ST. PETERSBURG — Nurturers of ASAP Homeless Services for a quarter-century were part of a small, passionate group that peppered the ailing agency's leaders Thursday with angry questions.
Why was longtime executive director Karen Bolden fired? Why weren't they told that the agency was facing a crisis? Why hadn't the board supported recent fundraising efforts? Would ASAP survive?
The questions came days after the agency, which has fed and provided shelter for the homeless and poor since 1986, temporarily closed its drop-in center and dismissed its small staff.
Board chairman Shaun C. Robinson conceded the organization is "experiencing difficult financial times,'' but vowed to keep it open with the help of board members and volunteers. The drop-in center, where homeless men and women receive their mail, take a hot morning shower and eat breakfast, would reopen on Monday, he said. The board, he added, was doing "everything in our power" to keep ASAP around.
Even as he said so, a few of the agency's money woes were revealed.
A representative of the owner of the building where the meeting was being held stood up and asked ASAP to vacate the property by Nov. 29. The agency hasn't paid rent in seven months and is $21,000 in arrears, she said.

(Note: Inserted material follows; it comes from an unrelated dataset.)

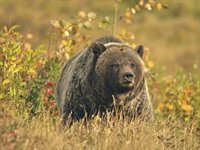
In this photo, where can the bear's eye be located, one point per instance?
(133, 65)
(115, 65)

A fraternal group that has provided an early Thanksgiving dinner and Christmas gifts for ASAP clients for the past seven years demanded its $800 check back. When the board suddenly closed the drop-in center last week, a planned holiday dinner had to be hurriedly moved to another location, members of the Foresters said.
Through it all, Robinson, ASAP's fourth chairman in 10 months, remained calm. He spoke of "preserving the integrity'' of the organization and said last week's downsizing was necessary to "enable us to operate under the budget we now have.'' Robinson also held out the possibility that the three laid-off employees might be reinstated if the organization becomes "cash-flow positive" and said that the drop-in center at 423 11th Ave. S is going through "a brief period of upgrades.''
The dozen or so people gathered Thursday were skeptical. Some questioned whether ASAP could function with only volunteers and board members.
"You gave us a bunch of words,'' said Robin Sterling, a longtime fundraiser and volunteer.
"Telling me the board is going to step up is frightening to me. This organization is Karen."
Rosa Matos, who represented the owner of the property at 1055 Fourth St. S, which houses ASAP's program to help the homeless become self-sufficient, also praised the former executive director. She borrowed money from friends and family and even used her income tax refund to try to pay the rent, Matos said.
John Stewart, who serves on ASAP's advisory board with his wife, Sheila, spoke of their dissatisfaction that Robinson and other leaders had not shared the agency's problems with the community.
"I want you to know that you have over a century of collective memory in this room and you had not talked to any of us who have helped this organization through worse times than this," he said.
"If this is your business plan, this doesn't bode well for ASAP."
Winnie Foster, a veteran civil rights leader and early ASAP volunteer, also was not impressed with Robinson's plans.
"I'm challenging you to change my mind about this," she said and suggested that he set up a task force from those in the room to help solve the organization's problems.
Robinson defended the board.
"There were times when the board came together to make the payroll,'' he said, adding that board members will give up their personal lives to spend time at ASAP on Thanksgiving Day.
Nylma Card, board secretary, emphasized at Thursday's meeting that the agency is still serving homeless families in its shelters. By Friday, she said, the women's and children's center would be full.